Arada – Verbannt in eine fremde Heimat

CH 2020, 83 min, DCP, O/d-f, ab 6 Jahren
Regie: Jonas Schaffter
Mitw.: Vedat Bicer, Duran Deniz, Mustafa Afşar u.a.

Vedat stammt aus Zuchwil, er kam als Einjähriger mit seinen Eltern aus der Türkei in die Schweiz. Duran wurde in Basel geboren, seine Eltern sind alevitische Kurden, die in den 1980er-Jahren in die Schweiz geflüchtet waren. Mustafa lebte im aargauischen Hunzenschwil, er war in einem anatolischen Dorf nahe der Stadt Denizli zur Welt gekommen. Die drei Männern haben eines gemeinsam: Sie leben heute wieder in der Türkei – zwangsweise. Nach Verbüssung von Haftstrafen wegen Drogen- beziehungsweise Raserdelikten sind sie in ihr Heimatland ausgeschafft worden. «Arada» bedeutet auf Türkisch «dazwischen», der Titel von Jonas Schaffters erstem Kinodokumentarfilm könnte aber auch «weder hier noch dort» heissen. Der 1988 in der Nähe von Basel geborene Regisseur hatte 2015 bereits in «Offside Istanbul», einem Dokumentarfilm über Jugendliche, die in der Bosporus-Metropole von einer Fussballkarriere träumen, seine Affinität zur Türkei bewiesen. Für «Arada» reiste er ab 2015 mehrfach in das Land, um vertiefte Einblicke in den Alltag seiner Protagonisten zu bekommen; zwei von ihnen haben Kinder in der Schweiz. Herausgekommen ist ein vielschichtiges Porträt dreier beeindruckender Männer vor dem Hintergrund des zwar viel diskutierten, aber filmisch wenig aufgegriffenen heissen Eisens «Schweizer Ausschaffungspolitik». Seine Weltpremiere hatte «Arada» im Januar 2020 an den Solothurner Filmtagen im Wettbewerb um den Prix du Soleure und war in dieser Sektion der wohl meist beachtete Beitrag.

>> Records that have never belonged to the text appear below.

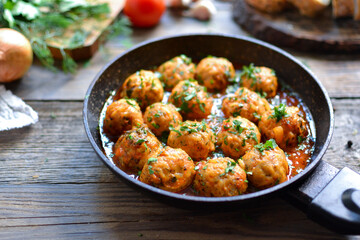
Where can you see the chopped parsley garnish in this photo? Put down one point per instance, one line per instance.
(150, 160)
(249, 71)
(202, 107)
(190, 96)
(150, 170)
(171, 128)
(257, 115)
(156, 126)
(270, 144)
(237, 126)
(279, 112)
(130, 103)
(140, 141)
(229, 168)
(185, 59)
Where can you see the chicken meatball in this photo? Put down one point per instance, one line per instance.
(171, 170)
(176, 70)
(195, 138)
(284, 124)
(192, 99)
(144, 87)
(219, 177)
(237, 136)
(134, 147)
(260, 79)
(159, 117)
(245, 103)
(214, 73)
(121, 116)
(266, 165)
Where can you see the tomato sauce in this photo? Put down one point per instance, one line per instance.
(298, 156)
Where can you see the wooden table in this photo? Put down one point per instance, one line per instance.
(53, 186)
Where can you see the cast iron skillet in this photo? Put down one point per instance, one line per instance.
(332, 201)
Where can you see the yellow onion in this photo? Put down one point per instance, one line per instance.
(15, 55)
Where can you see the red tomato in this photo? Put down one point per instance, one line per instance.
(144, 13)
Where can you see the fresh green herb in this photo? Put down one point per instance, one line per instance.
(279, 112)
(150, 169)
(130, 103)
(190, 96)
(270, 144)
(150, 160)
(257, 115)
(45, 23)
(300, 139)
(140, 141)
(225, 140)
(229, 168)
(156, 126)
(237, 126)
(171, 128)
(202, 107)
(185, 59)
(250, 71)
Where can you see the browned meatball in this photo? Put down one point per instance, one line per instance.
(171, 170)
(159, 117)
(284, 124)
(122, 115)
(192, 99)
(195, 138)
(237, 136)
(245, 103)
(219, 177)
(175, 70)
(260, 79)
(214, 73)
(144, 87)
(266, 165)
(134, 147)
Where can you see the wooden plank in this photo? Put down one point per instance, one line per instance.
(291, 29)
(56, 150)
(340, 74)
(111, 211)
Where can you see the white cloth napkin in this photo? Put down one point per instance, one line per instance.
(14, 113)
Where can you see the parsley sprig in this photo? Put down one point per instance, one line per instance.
(268, 145)
(249, 71)
(44, 22)
(279, 112)
(229, 167)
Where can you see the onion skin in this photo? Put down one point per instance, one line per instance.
(16, 55)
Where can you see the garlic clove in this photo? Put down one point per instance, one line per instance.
(201, 10)
(178, 3)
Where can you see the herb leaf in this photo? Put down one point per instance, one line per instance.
(279, 112)
(270, 144)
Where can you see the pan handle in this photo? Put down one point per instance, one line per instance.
(331, 198)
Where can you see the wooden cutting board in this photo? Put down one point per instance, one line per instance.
(92, 42)
(290, 29)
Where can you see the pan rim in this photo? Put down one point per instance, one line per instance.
(309, 168)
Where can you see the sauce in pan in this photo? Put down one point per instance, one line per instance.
(297, 156)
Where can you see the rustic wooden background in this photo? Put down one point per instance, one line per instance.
(53, 186)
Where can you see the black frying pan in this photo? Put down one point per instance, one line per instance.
(329, 196)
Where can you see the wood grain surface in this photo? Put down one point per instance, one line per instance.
(53, 185)
(290, 29)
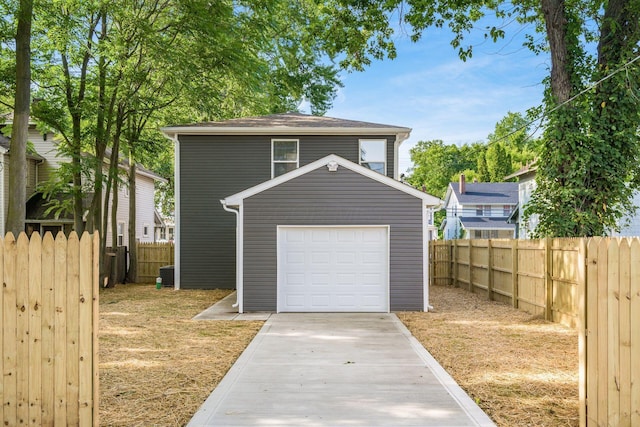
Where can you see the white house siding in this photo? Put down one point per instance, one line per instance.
(145, 206)
(525, 191)
(47, 149)
(4, 177)
(32, 175)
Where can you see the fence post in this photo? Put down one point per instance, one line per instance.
(514, 273)
(470, 265)
(490, 271)
(454, 262)
(548, 282)
(582, 330)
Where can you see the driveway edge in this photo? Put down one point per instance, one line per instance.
(452, 387)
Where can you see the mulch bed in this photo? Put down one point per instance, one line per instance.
(520, 369)
(156, 365)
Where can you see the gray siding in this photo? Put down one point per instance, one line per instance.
(214, 167)
(340, 198)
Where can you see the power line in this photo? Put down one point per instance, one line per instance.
(587, 89)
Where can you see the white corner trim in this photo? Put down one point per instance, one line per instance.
(425, 258)
(177, 216)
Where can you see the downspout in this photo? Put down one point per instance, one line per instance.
(400, 138)
(176, 216)
(238, 251)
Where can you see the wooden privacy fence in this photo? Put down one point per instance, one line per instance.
(537, 276)
(591, 284)
(610, 346)
(152, 256)
(49, 312)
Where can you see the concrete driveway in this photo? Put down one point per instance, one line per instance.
(337, 370)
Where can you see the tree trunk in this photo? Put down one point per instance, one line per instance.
(133, 252)
(556, 25)
(112, 187)
(20, 131)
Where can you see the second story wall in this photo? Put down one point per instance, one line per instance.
(214, 167)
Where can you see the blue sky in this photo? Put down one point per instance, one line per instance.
(429, 89)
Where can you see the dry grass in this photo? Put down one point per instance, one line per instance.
(156, 365)
(521, 370)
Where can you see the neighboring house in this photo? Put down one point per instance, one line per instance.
(164, 228)
(43, 164)
(479, 210)
(629, 225)
(33, 163)
(526, 185)
(311, 209)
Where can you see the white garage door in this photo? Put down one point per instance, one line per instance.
(333, 269)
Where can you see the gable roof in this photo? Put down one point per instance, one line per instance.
(238, 198)
(286, 124)
(502, 193)
(485, 223)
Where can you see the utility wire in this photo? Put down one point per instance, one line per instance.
(541, 116)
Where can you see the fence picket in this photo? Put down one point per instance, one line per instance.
(625, 332)
(73, 328)
(48, 333)
(85, 330)
(152, 256)
(634, 345)
(2, 337)
(60, 358)
(592, 283)
(22, 328)
(35, 328)
(592, 323)
(43, 358)
(9, 324)
(613, 332)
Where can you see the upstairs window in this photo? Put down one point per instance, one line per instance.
(373, 155)
(483, 210)
(120, 239)
(284, 156)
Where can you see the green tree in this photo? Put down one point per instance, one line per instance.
(20, 130)
(434, 164)
(588, 166)
(498, 162)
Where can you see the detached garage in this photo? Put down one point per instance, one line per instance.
(332, 236)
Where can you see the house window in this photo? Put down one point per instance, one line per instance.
(373, 155)
(284, 156)
(483, 210)
(120, 241)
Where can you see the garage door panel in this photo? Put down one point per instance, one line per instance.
(333, 269)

Marcy Goldberg schreibt in der WOZ: «Immer wieder zeigt der Film Bilder von leuchtender Schönheit wie die Skyline von Istanbul oder die schneebedeckten anatolischen Berge. Doch diese touristisch anmutenden Ansichten untermalen bloss die Einsamkeit in den Stimmen der drei Männer. Und ihre Reue. (...) Irgendwann sagen alle drei das Gleiche: dass sie zu spät gelernt haben, ihr Leben in der Schweiz zu schätzen. Schaffter zeigt aber, dass mehr dabei ist als blosse Nostalgie, indem er auch die wirtschaftlichen Schwierigkeiten und die zunehmende nationalistische Stimmung in der Türkei thematisiert. Dass die Männer eine Strafe verdient haben, wird von niemandem infrage gestellt – dafür aber ihr Ausmass.»